La musique en est aussi un élément essentiel, du You must believe in spring (Il faut croire au printemps) du pianiste Bill Evans qui donne son titre au roman et que le musicien traduit plus personnellement à son fils en « derrière les nuages, il y a toujours du soleil, toujours du bleu au fond du noir » en faisant écho à ses espoirs, à  Coltrane et son Ostinato (composition musicale consistant à répéter une formule rythmique, mélodique ou harmonique accompagnant de manière immuable les différents éléments thématiques durant tout un morceau, comme l’amour et la culpabilité le sont dans ce récit) dont il fait un compagnon de voyage, « Eux seuls sur la route.

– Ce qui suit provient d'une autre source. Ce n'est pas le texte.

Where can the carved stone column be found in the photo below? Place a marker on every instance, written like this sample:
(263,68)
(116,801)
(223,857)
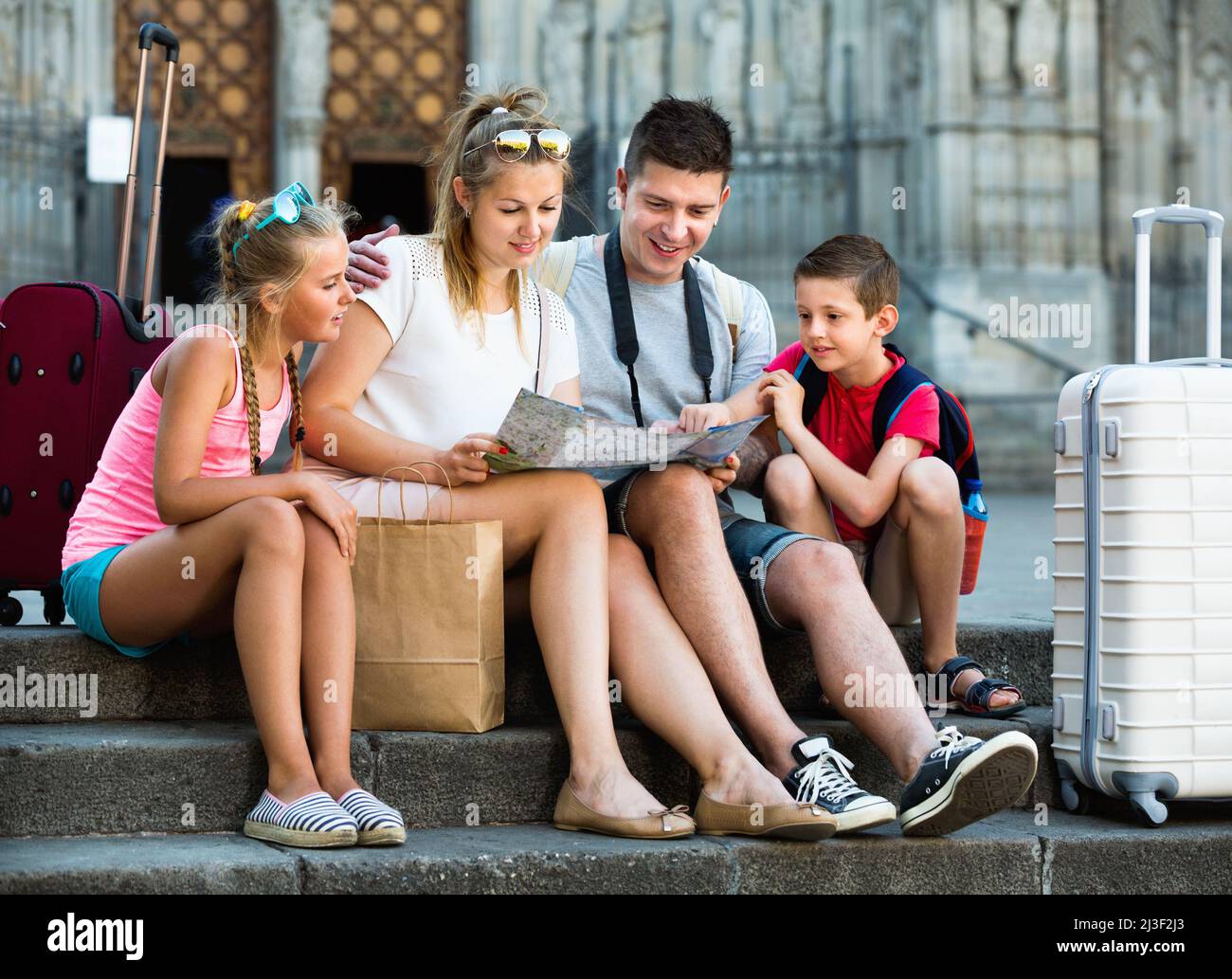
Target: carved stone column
(299,90)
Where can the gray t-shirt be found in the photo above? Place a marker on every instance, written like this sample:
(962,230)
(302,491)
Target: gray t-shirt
(665,377)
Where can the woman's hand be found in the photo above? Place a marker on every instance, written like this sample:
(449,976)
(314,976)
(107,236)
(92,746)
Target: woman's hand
(335,513)
(464,462)
(365,263)
(785,395)
(698,418)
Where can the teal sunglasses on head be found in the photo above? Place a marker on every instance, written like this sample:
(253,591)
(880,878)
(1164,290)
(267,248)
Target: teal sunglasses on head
(286,208)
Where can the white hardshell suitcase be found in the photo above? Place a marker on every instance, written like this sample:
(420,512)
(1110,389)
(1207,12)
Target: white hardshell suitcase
(1142,637)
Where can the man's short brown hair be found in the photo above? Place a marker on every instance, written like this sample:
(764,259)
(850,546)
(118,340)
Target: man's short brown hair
(857,259)
(684,135)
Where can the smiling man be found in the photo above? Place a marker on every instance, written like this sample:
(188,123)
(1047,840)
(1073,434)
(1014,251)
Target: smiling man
(661,334)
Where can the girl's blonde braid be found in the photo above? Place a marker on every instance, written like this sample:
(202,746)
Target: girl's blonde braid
(297,418)
(254,408)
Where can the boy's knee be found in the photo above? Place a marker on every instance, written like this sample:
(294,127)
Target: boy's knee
(929,485)
(812,562)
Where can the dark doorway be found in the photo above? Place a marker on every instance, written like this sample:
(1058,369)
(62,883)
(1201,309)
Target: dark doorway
(192,188)
(385,193)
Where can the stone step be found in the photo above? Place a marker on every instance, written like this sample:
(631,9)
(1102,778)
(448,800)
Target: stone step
(192,777)
(1008,854)
(204,681)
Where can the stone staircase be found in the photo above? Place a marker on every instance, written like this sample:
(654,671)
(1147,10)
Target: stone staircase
(147,796)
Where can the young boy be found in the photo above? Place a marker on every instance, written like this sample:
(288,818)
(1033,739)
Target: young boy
(898,506)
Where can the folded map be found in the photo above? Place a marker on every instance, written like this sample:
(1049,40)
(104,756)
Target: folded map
(543,434)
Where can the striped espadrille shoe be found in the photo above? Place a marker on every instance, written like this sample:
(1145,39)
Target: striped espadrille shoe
(380,825)
(315,821)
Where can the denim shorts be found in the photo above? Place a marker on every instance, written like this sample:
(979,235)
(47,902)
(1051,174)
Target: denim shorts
(616,499)
(82,583)
(752,546)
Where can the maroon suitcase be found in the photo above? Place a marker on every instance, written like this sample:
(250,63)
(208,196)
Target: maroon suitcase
(72,354)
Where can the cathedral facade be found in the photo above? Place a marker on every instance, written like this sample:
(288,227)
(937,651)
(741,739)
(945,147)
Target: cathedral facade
(996,147)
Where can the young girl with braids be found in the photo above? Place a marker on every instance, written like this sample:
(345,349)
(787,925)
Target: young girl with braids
(180,532)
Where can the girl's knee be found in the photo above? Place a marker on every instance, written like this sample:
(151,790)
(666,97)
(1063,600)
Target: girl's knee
(562,490)
(270,525)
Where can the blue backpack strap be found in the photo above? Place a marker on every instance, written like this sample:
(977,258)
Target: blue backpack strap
(900,386)
(814,385)
(956,440)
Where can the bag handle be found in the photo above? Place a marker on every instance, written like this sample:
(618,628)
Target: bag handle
(402,484)
(1144,221)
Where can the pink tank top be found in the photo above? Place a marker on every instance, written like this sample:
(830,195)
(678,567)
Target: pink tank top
(118,506)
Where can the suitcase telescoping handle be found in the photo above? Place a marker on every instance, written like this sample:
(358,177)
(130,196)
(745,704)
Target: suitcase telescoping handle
(1175,214)
(148,36)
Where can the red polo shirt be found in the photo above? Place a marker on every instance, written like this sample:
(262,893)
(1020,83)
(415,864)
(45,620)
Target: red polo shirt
(844,425)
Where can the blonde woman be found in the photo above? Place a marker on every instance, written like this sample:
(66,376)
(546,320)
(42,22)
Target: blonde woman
(180,532)
(426,369)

Le père, le fils, John Coltrane ». Marc Villemain s’appuie sur une solide playlist de jazz venue faire écho aux ressentis de ceux qui les aiment, les interprètent ou les écoutent.

 

Si l’amour, la nature et la musique sont effectivement consubstantiels à ce roman, l’écriture, le langage, les mots comme objet, sujet ou par leur utilisation subtile – avec un brin de sophistication, de poésie et de préciosité, ( Ils ne savent pas qu'il funambule au bord de la vie. ) – donnent toute leur force aux nombreux dialogues tantôt profonds tantôt relevant simplement du quotidien mais toujours justes et essentiels qui se retrouvent au centre des relations interpersonnelles des uns et des autres mais nous dévoilent aussi les chemins intimes de chacun. « Il aimait prendre un solo en pensant à une fille, il n’était pas loin d’ailleurs de penser que c’était nécessaire pour bien jouer, n’était-ce pas aussi pour cela qu’on jouait du jazz, pour les tomber, les filles, usant auprès d’elles d’un lexique plus coloré que nos pauvres mots toujours attendus, bancals, décevants ? » Le père comme le fils économe en paroles tant il est pour lui difficile de « donner à sa parole une forme claire (…) ne sait que naviguer à vue, dans l’interligne. (…) Pourtant, entre les mots – dans les silences où s’apprêtent, s’agencent, s’ordonnent les mots –, aussi dans une certaine manière de s’écouter, de s’observer, il a toujours pensé que l’essentiel pouvait être transmis. » Ces mots que le père utilise pour travestir la vérité en mentant le moins possible comment pourraient-ils encore exprimer l’amour, paternel, charnel où celui d’un époux toujours hanté par celle qu’il a aimée à la folie avant d’en provoquer involontairement la mort il y a dix ans. Comment « dire le drame et taire la tragédie » pour dire l’absence ?

 

Ce roman porté par une langue magnifique qui parvient sur fond de jazz à sonder en profondeur les zones d’ombres et de lumière de l’âme humaine face à des paysages sublimes en passant du tragique à l’émerveillement avec une déroutante habileté, est un acte de foi dans la vie et ses possibles aussi revigorant que surprenant, généreux et éminemment sensible.